Legco President Andrew Leung on Wednesday slashed debate time on amendments to the National Anthem Bill from 16 hours to 10 to keep proceedings on track for a June 4 vote on the legislation, infuriating pan-dems who claimed they were being silenced.
The pro-democracy camp's various efforts to delay the debate were thwarted, with Leung shooting down a request by the Civic Party's Kwok Ka-ki to switch the debate onto a future relaxation of border controls amid the Covid-19 outbreak.
The Legco president said only 10 hours were being set aside to discuss 21 amendments to the bill, because the "unruly" behaviour of some lawmakers meant the second reading had taken more time than envisaged.
People Power's Ray Chan, who tabled 16 of the 21 amendments, was furious with the decision.
"You said that members have behaved in a grossly disorderly manner. They just want to speak, but they're not allowed to do so. You don't even give us a chance to calmly explain our amendments," he said to Leung.
"What is the value and use of Legco anymore? We don't even have a chance to have a serious debate. I think Legco nowadays has no value," he said.

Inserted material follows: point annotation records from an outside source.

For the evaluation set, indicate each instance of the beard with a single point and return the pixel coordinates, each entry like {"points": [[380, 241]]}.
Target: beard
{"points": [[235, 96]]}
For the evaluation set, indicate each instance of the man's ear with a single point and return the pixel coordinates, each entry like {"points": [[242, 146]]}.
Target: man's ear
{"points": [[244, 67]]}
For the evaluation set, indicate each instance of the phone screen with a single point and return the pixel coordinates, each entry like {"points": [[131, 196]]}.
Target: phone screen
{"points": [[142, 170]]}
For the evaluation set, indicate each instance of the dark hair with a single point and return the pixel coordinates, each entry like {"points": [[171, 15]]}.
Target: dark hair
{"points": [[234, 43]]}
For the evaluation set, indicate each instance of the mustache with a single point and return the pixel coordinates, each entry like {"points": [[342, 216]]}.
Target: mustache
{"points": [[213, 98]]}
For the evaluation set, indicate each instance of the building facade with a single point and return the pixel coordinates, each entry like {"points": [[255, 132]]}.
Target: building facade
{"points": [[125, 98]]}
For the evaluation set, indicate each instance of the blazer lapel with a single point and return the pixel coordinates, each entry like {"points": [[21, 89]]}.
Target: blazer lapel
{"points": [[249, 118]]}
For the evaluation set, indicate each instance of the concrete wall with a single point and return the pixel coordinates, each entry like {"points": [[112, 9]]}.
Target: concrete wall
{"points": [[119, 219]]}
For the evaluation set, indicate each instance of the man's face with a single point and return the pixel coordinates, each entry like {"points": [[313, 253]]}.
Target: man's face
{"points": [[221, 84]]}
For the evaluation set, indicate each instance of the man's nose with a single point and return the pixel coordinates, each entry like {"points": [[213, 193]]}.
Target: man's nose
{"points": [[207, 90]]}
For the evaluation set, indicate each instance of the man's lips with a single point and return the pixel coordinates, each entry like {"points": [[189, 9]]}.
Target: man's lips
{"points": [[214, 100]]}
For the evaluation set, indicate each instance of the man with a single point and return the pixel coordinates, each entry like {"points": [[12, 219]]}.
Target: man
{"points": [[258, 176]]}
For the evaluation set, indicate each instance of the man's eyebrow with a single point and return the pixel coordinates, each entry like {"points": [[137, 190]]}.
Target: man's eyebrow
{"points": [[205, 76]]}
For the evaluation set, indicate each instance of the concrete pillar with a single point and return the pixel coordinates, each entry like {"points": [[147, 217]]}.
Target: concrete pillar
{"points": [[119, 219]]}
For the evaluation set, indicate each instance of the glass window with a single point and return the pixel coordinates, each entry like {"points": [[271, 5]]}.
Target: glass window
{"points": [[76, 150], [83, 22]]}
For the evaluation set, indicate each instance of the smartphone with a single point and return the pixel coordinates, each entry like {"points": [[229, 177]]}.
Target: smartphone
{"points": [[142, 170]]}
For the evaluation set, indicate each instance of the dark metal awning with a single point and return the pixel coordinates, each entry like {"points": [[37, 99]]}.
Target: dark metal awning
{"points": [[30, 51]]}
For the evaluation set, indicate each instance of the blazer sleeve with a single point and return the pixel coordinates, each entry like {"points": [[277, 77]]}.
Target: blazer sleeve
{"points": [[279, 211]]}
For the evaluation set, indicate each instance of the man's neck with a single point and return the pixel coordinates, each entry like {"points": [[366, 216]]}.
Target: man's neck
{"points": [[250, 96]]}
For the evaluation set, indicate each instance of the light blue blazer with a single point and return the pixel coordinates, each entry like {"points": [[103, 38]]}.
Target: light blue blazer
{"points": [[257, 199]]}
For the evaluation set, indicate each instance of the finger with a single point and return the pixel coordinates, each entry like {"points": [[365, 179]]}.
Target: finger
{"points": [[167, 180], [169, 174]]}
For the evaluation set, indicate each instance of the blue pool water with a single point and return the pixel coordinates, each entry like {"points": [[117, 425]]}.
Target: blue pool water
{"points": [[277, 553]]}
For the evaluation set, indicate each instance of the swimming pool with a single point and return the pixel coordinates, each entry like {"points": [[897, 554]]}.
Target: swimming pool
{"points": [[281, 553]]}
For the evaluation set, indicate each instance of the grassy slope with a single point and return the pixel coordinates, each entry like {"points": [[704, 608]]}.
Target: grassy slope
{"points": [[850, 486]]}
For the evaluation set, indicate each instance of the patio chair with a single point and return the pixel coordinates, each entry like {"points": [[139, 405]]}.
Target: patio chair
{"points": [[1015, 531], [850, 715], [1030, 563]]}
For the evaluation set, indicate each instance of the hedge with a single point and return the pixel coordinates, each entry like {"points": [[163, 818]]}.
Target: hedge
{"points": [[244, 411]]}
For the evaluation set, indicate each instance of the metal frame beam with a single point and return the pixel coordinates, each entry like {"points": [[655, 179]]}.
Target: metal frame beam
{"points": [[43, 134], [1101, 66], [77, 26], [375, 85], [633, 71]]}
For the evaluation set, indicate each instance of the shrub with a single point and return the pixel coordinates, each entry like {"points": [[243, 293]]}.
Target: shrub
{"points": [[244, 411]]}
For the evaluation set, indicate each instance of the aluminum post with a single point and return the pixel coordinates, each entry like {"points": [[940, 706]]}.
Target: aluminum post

The government asked for the National Anthem Bill to be bumped up to the top of the agenda after the pro-establishment camp managed to wrest control of council proceedings from their pro-democracy rivals last month.
In 2017, the National People's Congress approved a move to add the mainland's national anthem law into Annex III of Hong Kong's Basic Law, with legislative councillors given the job of enacting it locally.
The upcoming national security law will also be added into Annex III, although Legco will be sidestepped when it comes to this legislation and it will simply be promulgated instead.
The anthem law will make it illegal for people to "insult" the March of the Volunteers, with offenders risking fines of up to HK$50,000 or three years in prison.